Hal tersebut banyak terjadi terutama di negara-negara seperti China dan India karena bayi laki-laki jauh lebih diinginkan. Setelah mengabaikan faktor-faktor tersebut, perbandingan jenis kelamin yang benar-benar alami antara laki-laki dan perempuan berkisar 105:100.
Artinya, para wanita cenderung melahirkan bayi laki-laki. Mengapa? Beberapa faktor yang mempengaruhi adalah, mana yang pertama membuahi sel telur, apakah sperma yang mengandung kromosom jenis kelamin Y atau yang mengandung kromosom X.
Selain itu ada juga faktor usia orang tua, paparan lingkungan, tekanan, tahap siklus ovulasi sang ibu dan bahkan, apakah sang ibu pernah memiliki anak sebelumnya. Perpaduan semua faktor tersebut menentukan rata-rata perbandingan jenis kelamin saat pembuahan, yakni 105:100.
Banyak demografer memperhitungkan, ketidakseimbangan jenis kelamin saat kelahiran ini diduga disebabkan cara evolusi secara keseluruhan. Bayi laki-laki lebih sering menderita komplikasi kesehatan dibandingkan bayi perempuan.

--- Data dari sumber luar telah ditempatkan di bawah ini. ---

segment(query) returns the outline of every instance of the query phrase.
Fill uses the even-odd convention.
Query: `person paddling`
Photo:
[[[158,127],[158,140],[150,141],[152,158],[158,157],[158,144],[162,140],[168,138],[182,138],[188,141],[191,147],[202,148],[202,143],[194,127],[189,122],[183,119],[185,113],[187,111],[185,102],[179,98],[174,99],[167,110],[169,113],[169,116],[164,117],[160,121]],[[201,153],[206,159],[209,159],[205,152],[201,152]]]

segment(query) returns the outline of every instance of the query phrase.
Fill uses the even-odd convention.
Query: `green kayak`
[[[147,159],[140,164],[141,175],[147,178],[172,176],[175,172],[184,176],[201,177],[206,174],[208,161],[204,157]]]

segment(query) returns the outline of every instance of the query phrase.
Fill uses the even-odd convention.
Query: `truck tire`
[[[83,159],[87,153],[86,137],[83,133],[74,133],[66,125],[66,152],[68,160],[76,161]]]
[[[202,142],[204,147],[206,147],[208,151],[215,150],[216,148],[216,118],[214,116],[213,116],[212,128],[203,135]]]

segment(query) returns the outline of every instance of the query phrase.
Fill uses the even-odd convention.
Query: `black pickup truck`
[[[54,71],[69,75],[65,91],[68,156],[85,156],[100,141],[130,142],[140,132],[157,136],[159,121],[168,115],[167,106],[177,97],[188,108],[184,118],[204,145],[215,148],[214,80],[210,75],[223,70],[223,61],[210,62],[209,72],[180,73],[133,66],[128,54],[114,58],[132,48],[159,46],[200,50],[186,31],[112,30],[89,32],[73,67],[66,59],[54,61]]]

Kerugian ini terus berlanjut hingga dewasa seiring pria dewasa lebih sering saling membunuh, mengambil risiko lebih besar dan memiliki lebih banyak masalah kesehatan di atas rata-rata wanita yang semuanya menyebabkan pria mati muda. Hal ini tak menyeimbangkan skala jenis kelamin secara tepat namun sebenarnya memang dekat antara keseluruhan populasi manusia, rasio laki-laki dan perempuan mencapai 101:100.

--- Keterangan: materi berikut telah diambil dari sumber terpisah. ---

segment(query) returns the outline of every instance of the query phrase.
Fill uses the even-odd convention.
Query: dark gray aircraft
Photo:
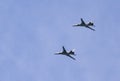
[[[94,24],[92,22],[85,23],[82,18],[81,18],[81,23],[80,24],[76,24],[76,25],[73,25],[73,26],[74,27],[82,26],[82,27],[86,27],[86,28],[89,28],[89,29],[95,31],[95,29],[90,27],[90,26],[94,26]]]
[[[75,58],[71,56],[71,55],[75,55],[74,49],[71,50],[71,51],[69,51],[69,52],[67,52],[66,49],[64,48],[64,46],[63,46],[62,48],[63,48],[63,51],[62,51],[62,52],[58,52],[58,53],[55,53],[55,54],[56,54],[56,55],[60,55],[60,54],[61,54],[61,55],[66,55],[66,56],[72,58],[73,60],[75,60]]]

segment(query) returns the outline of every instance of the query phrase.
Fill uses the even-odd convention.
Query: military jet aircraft
[[[60,54],[61,54],[61,55],[66,55],[66,56],[72,58],[73,60],[76,60],[74,57],[71,56],[71,55],[75,55],[74,49],[71,50],[71,51],[69,51],[69,52],[67,52],[66,49],[64,48],[64,46],[63,46],[62,48],[63,48],[63,51],[62,51],[62,52],[58,52],[58,53],[55,53],[55,54],[56,54],[56,55],[60,55]]]
[[[89,29],[95,31],[95,29],[90,27],[90,26],[94,26],[94,24],[92,22],[85,23],[82,18],[81,18],[81,23],[80,24],[76,24],[76,25],[73,25],[73,26],[74,27],[82,26],[82,27],[86,27],[86,28],[89,28]]]

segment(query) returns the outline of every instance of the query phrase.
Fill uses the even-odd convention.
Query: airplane
[[[86,27],[86,28],[89,28],[89,29],[95,31],[95,29],[90,27],[90,26],[95,26],[94,23],[92,23],[92,22],[85,23],[82,18],[81,18],[80,24],[73,25],[73,27],[77,27],[77,26]]]
[[[69,52],[67,52],[66,49],[64,48],[64,46],[63,46],[62,48],[63,48],[63,51],[62,51],[62,52],[55,53],[55,55],[60,55],[60,54],[61,54],[61,55],[66,55],[66,56],[72,58],[73,60],[76,60],[74,57],[71,56],[71,55],[75,55],[74,49],[71,50],[71,51],[69,51]]]

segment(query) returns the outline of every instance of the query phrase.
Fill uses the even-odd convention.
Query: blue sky
[[[0,0],[0,81],[120,81],[119,3]],[[80,18],[96,31],[73,28]]]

Mengapa perbandingan yang muncul tak impas secara sempurna? Di Amerika Serikat (AS), seluruh Eropa, Australia dan banyak negara maju lainnya yang pada kenyataannya, negara-negara ini memiliki jumlah wanita dewasa lebih sedikit dibanding laki-laki.

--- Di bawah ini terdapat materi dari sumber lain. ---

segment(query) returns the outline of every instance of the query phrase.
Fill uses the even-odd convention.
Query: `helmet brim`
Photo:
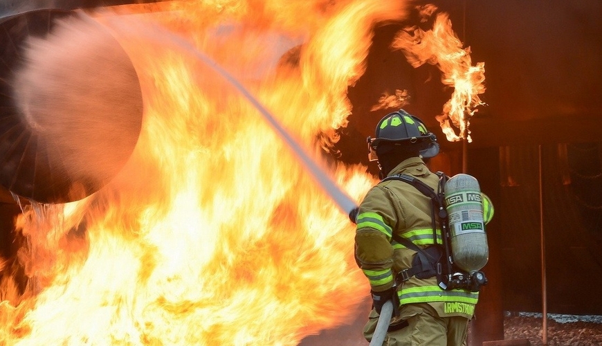
[[[420,156],[423,158],[430,158],[435,157],[439,154],[439,143],[433,142],[430,143],[428,148],[420,151]]]

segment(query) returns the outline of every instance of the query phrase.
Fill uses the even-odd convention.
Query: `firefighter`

Bias kecil pada laki-laki yang tetap dalam rasio jenis kelamin penduduk dunia diduga kuat sebagai hasil faktor-faktor sosial yang telah diisyaratkan sebelumnya, seperti aborsi janin perempuan serta gendercide di Asia Tenggara dan sebagian besar Timur Tengah.
Pria menghasilkan jumlah sperma yang sangat banyak, sementara wanita memiliki jumlah telur yang terbatas. Sejauh evolusi, mengapa manusia tak bisa ‘membuat’ laki-laki lebih sedikit dan perempuan lebih banyak?
Jawaban yang bisa diterima secara luas untuk pertanyaan ini pertama kali dikemukakan ahli biologi evolusi terkenal Sir Ronald Fisher yang bekerja pada hal ini pada paruh pertama abad ke-20.
Prinsip Fisher menyatakan, perbedaan dalam perbandingan jenis kelamin cenderung berkurang dari waktu ke waktu karena keuntungan reproduksi secara otomatis dipegang oleh anggota jenis kelamin yang minoritas.
Misalnya, kelahiran laki-laki jauh kurang umum dibanding kelahiran perempuan. Jika ini terjadi, maka bayi laki-laki yang baru lahir secara alami akan memiliki prospek yang lebih baik untuk kawin dibanding perempuan yang baru lahir.
Selain itu, hal tersebut bisa berakhir pada jumlah keturunan yang lebih banyak. Orang tua yang secara genetik dibuang untuk menghasilkan bayi laki-laki di kemudian hari akan cenderung memiliki cucu lebih banyak.
Selain itu, gen penghasil laki-laki akan menyebar, dan kelahiran laki-laki akan menjadi lebih umum. Secara perlahan, populasi dunia akan mendekati keseimbangan jenis kelamin.